Carroll pokes fun at these strange creatures' human counterparts

Carroll has a lot of fun with poking at ceremonies that are very normal in every day life. The Mad Hatter's crazy tea party makes no sense to Alice, and the reader can easily say that the scene is only comical because real tea parties are nothing like this one, yet Dougill admits that this tea party "has something of the manner of the riotous meals in hall where students bombarded each other with food, and the frog-footman at the duchess's door stands by impassively as a plate is hurled, much as college servants turned a blind eye to the ragging of aristocratic students" (Doubill 276). In a similar manner, how often are trials and the justice system made fun of and parodied as they are in the trial of the stolen tarts?

How different are some of are actions from the ridiculous ones mentioned in Carroll's books?

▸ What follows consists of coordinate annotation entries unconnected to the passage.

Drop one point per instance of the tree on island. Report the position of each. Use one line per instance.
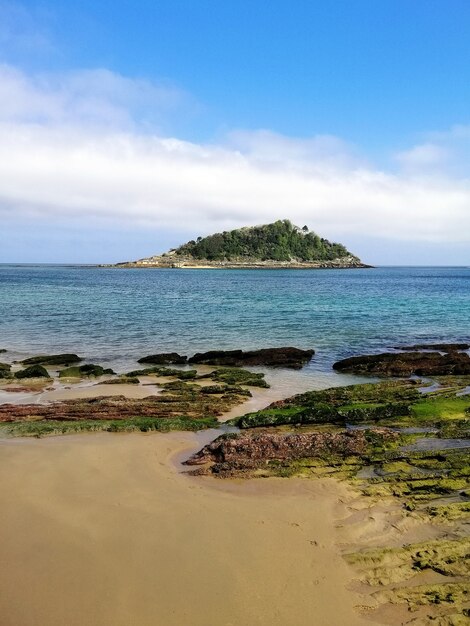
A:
(280, 241)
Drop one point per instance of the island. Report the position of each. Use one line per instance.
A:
(280, 245)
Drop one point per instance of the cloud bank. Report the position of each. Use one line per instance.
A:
(86, 145)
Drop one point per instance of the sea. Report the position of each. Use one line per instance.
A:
(115, 316)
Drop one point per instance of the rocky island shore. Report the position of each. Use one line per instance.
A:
(280, 245)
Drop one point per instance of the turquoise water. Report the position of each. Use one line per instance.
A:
(116, 316)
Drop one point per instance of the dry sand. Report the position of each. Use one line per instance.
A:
(103, 530)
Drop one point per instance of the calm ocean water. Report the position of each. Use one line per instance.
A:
(115, 316)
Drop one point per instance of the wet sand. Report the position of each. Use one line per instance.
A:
(103, 530)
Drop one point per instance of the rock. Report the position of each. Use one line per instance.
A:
(5, 370)
(84, 370)
(251, 450)
(442, 347)
(34, 371)
(52, 359)
(122, 380)
(407, 363)
(235, 376)
(165, 358)
(270, 357)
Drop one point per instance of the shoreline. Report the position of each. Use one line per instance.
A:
(124, 552)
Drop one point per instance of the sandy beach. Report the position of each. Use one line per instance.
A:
(103, 529)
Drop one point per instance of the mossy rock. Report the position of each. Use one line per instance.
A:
(213, 389)
(52, 359)
(164, 371)
(121, 380)
(237, 376)
(81, 371)
(5, 370)
(34, 371)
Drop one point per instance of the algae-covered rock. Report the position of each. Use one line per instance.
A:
(52, 359)
(406, 364)
(289, 357)
(164, 358)
(159, 370)
(236, 376)
(121, 380)
(5, 370)
(442, 347)
(33, 371)
(81, 371)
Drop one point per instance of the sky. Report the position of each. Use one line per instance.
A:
(128, 128)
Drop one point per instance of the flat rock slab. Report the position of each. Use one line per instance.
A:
(294, 358)
(407, 363)
(164, 358)
(442, 347)
(52, 359)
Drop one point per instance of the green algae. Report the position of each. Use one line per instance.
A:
(238, 376)
(84, 371)
(44, 428)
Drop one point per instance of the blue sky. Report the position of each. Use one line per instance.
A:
(126, 128)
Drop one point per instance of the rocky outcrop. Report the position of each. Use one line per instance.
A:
(406, 364)
(248, 451)
(269, 357)
(165, 358)
(185, 401)
(52, 359)
(34, 371)
(82, 371)
(441, 347)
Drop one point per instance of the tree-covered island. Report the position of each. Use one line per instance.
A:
(277, 245)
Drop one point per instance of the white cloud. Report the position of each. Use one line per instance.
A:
(87, 97)
(56, 165)
(424, 155)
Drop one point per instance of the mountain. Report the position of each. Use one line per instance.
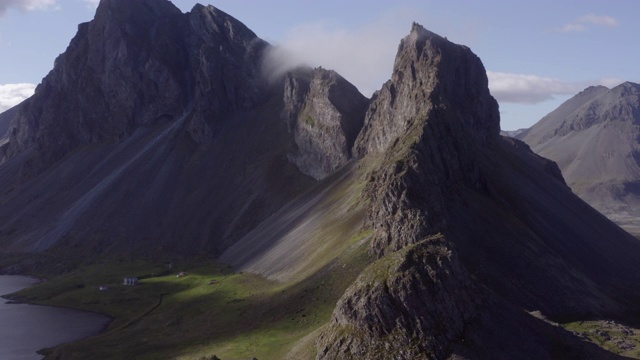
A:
(180, 146)
(595, 139)
(169, 102)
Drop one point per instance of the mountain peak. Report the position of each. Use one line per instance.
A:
(435, 74)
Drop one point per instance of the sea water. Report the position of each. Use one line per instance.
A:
(24, 328)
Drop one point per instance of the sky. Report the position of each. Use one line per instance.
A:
(537, 53)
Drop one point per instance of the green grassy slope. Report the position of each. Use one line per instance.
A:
(211, 310)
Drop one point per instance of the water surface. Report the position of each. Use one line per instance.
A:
(24, 328)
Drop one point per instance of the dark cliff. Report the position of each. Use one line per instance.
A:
(178, 146)
(454, 209)
(176, 123)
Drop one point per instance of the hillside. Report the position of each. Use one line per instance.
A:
(312, 222)
(594, 139)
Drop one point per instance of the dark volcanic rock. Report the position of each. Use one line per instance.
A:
(325, 112)
(224, 59)
(437, 103)
(409, 304)
(139, 63)
(430, 74)
(471, 229)
(130, 66)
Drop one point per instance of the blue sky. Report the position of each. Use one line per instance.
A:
(537, 53)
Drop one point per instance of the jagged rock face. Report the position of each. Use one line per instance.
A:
(594, 138)
(400, 305)
(130, 66)
(325, 113)
(225, 57)
(429, 72)
(427, 122)
(437, 165)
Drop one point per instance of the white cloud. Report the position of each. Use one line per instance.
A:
(583, 23)
(534, 89)
(25, 5)
(13, 94)
(92, 3)
(364, 55)
(530, 89)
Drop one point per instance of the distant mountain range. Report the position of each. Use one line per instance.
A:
(158, 135)
(595, 139)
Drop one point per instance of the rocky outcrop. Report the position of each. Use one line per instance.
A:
(325, 113)
(130, 66)
(225, 60)
(436, 164)
(426, 123)
(141, 63)
(411, 304)
(429, 73)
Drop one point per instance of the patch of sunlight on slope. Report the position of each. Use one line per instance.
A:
(306, 234)
(69, 217)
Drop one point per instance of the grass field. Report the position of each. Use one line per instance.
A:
(210, 311)
(614, 337)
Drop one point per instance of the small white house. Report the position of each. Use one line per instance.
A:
(130, 281)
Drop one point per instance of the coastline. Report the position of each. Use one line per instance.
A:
(13, 298)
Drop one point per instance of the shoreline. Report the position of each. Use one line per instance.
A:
(14, 299)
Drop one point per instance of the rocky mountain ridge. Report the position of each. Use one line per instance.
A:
(470, 232)
(594, 138)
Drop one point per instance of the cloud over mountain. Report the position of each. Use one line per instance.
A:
(585, 22)
(533, 89)
(13, 94)
(25, 5)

We may think that we are the most civilized race in existence, but how many things that we do, when looked at objectively, are actually ridiculous? I echo Rachel when I say that the wisest thing said in the Alice books is that "we're all mad here" (Carroll 66). We think that if someone doesn't fit in perfectly to our society they must be "stupid [they are] because [they] do not catch on to the new ways," when really it is our 'new ways' that are stupid much of the time (Dougill 278).

So how does Darwin fit in to all this? Well, Darwin claims that "as natural selection works solely by and for the good of each being, all corporeal and mental endowments will tend to progress towards perfection" (Darwin 239). If we are supposedly progressing towards perfection, though, I am a bit worried about the future of our society, which so often acts, as Carroll points out, completely mad.